Something occurred to me as I was trying to answer some very legitimate questions over at Electric City Weblog. I have mentioned before that one of the reasons private insurance seems to work in the workplace is that employers tend to hire healthy people, so that workers are “pre-cherry-picked”, and the insurance companies’ job is done for them.

Then it dawned on me – every injury that might happen in the workplace is covered by Workers Compensation, so that insurance companies have even less exposure than they would otherwise have.

So health insurance companies have two reasons to cover the workplace: 1) pre-cherry-picking, and 2) shared risk.

What a deal!

The Perils of the Yangtze River

The concept of insurance, as a college professor once told us, originated in ancient China. Each year the farmers and craftsmen who lived inland had to load their goods onto boats and take them to markets on the coast via the Yangtze River. Each year some boats were lost, and a few lost everything. They decided among themselves to spread their goods over many boats, so that if one or two were lost, each would lose a little, but none would be devastated.

We had an interesting discussion yesterday over at Gregg’s Electric City Weblog, and I learned quite a bit from a guy calling himself Wolfpack. I observed that the concept of for-profit insurance did not seem to work in health care, and should be run on a non-profit basis. He asked me

Mark T. said, that one thing that other countries have done is to outlaw for-profit insurance, which is colossally counterproductive. Mark- Are you opposed to “for-profit” car and home insurance also?
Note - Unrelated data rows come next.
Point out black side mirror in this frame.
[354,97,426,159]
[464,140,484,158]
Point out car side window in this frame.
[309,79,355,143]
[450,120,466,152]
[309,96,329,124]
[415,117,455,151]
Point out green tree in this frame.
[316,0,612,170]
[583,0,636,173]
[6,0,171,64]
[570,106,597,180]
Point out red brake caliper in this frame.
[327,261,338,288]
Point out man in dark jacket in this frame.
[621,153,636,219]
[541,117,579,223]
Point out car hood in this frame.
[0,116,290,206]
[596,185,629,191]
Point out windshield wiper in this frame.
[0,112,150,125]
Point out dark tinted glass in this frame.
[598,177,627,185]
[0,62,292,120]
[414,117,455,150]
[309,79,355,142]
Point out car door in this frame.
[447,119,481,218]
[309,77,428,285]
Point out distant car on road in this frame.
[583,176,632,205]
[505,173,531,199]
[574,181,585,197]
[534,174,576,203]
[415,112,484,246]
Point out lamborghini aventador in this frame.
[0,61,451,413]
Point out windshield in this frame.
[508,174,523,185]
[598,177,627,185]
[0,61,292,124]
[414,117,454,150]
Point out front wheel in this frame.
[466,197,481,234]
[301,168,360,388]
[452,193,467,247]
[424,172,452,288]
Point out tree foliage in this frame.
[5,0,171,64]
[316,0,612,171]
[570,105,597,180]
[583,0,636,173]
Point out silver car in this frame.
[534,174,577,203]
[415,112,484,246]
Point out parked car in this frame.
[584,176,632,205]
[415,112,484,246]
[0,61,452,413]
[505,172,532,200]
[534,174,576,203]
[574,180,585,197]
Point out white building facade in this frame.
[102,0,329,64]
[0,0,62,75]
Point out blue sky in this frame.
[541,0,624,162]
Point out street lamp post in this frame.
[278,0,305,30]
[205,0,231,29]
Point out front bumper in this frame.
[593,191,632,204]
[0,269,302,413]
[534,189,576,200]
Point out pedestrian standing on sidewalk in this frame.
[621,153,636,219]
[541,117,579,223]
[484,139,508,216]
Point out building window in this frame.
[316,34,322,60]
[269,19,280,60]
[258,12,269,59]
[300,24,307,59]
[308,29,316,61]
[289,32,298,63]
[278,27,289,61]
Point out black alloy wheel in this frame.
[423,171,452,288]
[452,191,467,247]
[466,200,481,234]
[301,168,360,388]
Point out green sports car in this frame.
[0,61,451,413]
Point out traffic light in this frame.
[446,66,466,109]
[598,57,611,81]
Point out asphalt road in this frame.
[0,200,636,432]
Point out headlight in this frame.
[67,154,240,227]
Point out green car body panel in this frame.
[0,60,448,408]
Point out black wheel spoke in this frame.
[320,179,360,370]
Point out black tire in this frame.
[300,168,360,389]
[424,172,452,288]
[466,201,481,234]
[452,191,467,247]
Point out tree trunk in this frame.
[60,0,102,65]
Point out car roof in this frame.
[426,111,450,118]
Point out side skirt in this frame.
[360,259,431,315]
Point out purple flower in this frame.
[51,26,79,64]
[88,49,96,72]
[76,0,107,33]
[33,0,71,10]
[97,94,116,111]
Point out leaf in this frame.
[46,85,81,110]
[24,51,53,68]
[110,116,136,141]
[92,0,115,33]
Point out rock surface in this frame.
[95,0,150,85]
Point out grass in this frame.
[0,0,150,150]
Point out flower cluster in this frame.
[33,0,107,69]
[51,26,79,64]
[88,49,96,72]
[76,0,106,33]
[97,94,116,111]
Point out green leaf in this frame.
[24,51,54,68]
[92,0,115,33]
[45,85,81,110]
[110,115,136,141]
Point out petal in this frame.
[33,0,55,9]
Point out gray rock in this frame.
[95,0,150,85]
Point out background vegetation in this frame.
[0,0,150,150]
It’s a good question. Why does for-profit insurance work in some areas but not others? For example, in many rural areas private fire fighters respond when a house catches on fire. But the homeowner has to pay a premium for this service, and if he has not, the fire department will simply watch the house burn. A better solution is to make fire fighting a government service funded by tax dollars. That way everyone has coverage and no one has to watch a house burn while fire fighters sip coffee.

The private protection model does not work well in that mode, but does for fire “insurance” – reimbursement for loss after-the-fact. It also works well for personal liability and for automobiles. There are many companies who provide that kind of insurance, and they compete for our business. They respond to that competition by providing adequate protection and prompt claim settlement (There are exceptions, of course, and insurance companies have to protect us from abusers. They are diligent about claim service when there is suspicious activity surrounding a loss.)

I have driven cars for 43 years, and have never caused an auto accident. Most of us will pass through life without an incident. Only a few of us are so unfortunate. But with health care, sickness is a virtual certainty. As we age, it becomes more so (which is why for-profit insurers refuse to cover old people). It is here that the Chinese boat example works. Among ourselves we can agree to share our risks, each of us absorbing some the cost to protect those who are currently suffering. When our turn comes, others will take care of us.

Because suffering and sickness are universal, we don’t need an insurance company in the middle of the process trying to extract profit by avoiding the sick. We need government to collect taxes and provide the insurance. It’s broad insurance with universal risk and huge costs which will affect all of us in our lifetimes. We don’t need the money people mucking it up. We simply need to manage the system for ourselves, using our government to do so.

It is our right as citizens to boot the for-profit insurers out of the system. By its very nature, for-profit insurance has to avoid sick people and avoid paying claims. It’s not a match.

The problems with our health care system are caused by right wingers and conservatives who are convinced that some people taking more out of the system than they put in is a moral hazard. Not so. Health care should be a right. We can help each other in our mutual suffering by any means we choose, including our government. Screw capitalism.